Challenge 4: Mutating Data

challenge4
jocelyn_lutes
tidyverse
here
glue
stringr
lubridate
Author

Jocelyn Lutes

Published

June 8, 2023

Code
library(tidyverse)
library(readxl)
library(here)
library(glue)

knitr::opts_chunk$set(echo = TRUE)

Import Data

For this challenge, we will use the debt_in_trillions.xlsx dataset. To begin, we use read_excel to import the raw data. A sample of the data is shown below.

Code
data_path <- here('posts', '_data', 'debt_in_trillions.xlsx')
df <- read_excel(data_path)
head(df)

Describe Data

In its raw form, the data is composed of 74 rows and 8 columns. Each row provides debt data for one quarter of a given year. The time period included in the data is Q1 of 2003 to Q2 of 2021. There are seven columns, each of which represents the debt in trillions of dollars for a specific category of debt. The categories are Mortgage, HE Revolving, Auto Loan, Credit Card, Student Loan, Other, and Total.

Data Cleaning

Tidy Data

The raw data is not in its “tidy” form. To be considered “tidy”, every column must represent a single variable and each row must be a single observation. Currently the debt amount is spread across multiple columns and each row contains an observation for multiple categories of debt. To tidy the data, we should use pivot_longer to move the debt category names to a debt_type column and the values from the category columns to a debt_amount column.

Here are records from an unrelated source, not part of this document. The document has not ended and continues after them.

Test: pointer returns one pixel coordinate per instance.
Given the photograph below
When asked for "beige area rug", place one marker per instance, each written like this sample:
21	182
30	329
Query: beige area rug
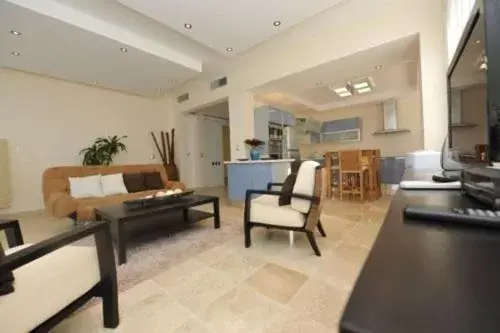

After pivoting we should have 3 columns (year_and_quarter, debt_type, and debt_amount) and 518 rows (74 dates * 7 categories).

Code
cols_to_pivot <- df %>% 
  select(-`Year and Quarter`) %>%
  colnames()

df <- df %>%
  pivot_longer(all_of(cols_to_pivot), names_to = 'debt_type', values_to = 'debt_amount') %>%
  rename('year_and_quarter' = `Year and Quarter`)

df

Mutate Variables

Now, that the data is in “tidy” form, we can clean the data to ensure that it is ready for any modeling or visualization.

Because it contains date data, we should mutate the year_and_quarter column. From the lubridate cheat sheet, we see that the data is in the proper format to use the yq() function, which converts the year and quarter into a date (the start date of the quarter).

Code
df <- df %>%
  mutate(
    year_with_quarter = yq(year_and_quarter)
  ) %>%
  select(-year_and_quarter)

df

Representing the year_with_quarter as a date is handy because it will allow us to use other lubridate functions such as year() and quarter() to extract just the year or the quarter from the date. This could be helpful if we want to visualize the data in aggregate, such as by year (e.g. combining all quarters of a year) or by quarter (e.g. all years combined).

Some examples of features that can be created are shown below:

Code
df %>%
  mutate(
    year = year(year_with_quarter),
    quarter = quarter(year_with_quarter),
    year_with_quarter_alt = quarter(year_with_quarter, with_year=T)
  )

Final Data

Our final, “tidy” data frame contains 518 rows and 3 columns:

  1. debt_type: The category of debt
  2. debt_amount: The amount of debt in trillions of dollars
  3. year_with_quarter: The starting date of the quarter of the corresponding debt.
Code
df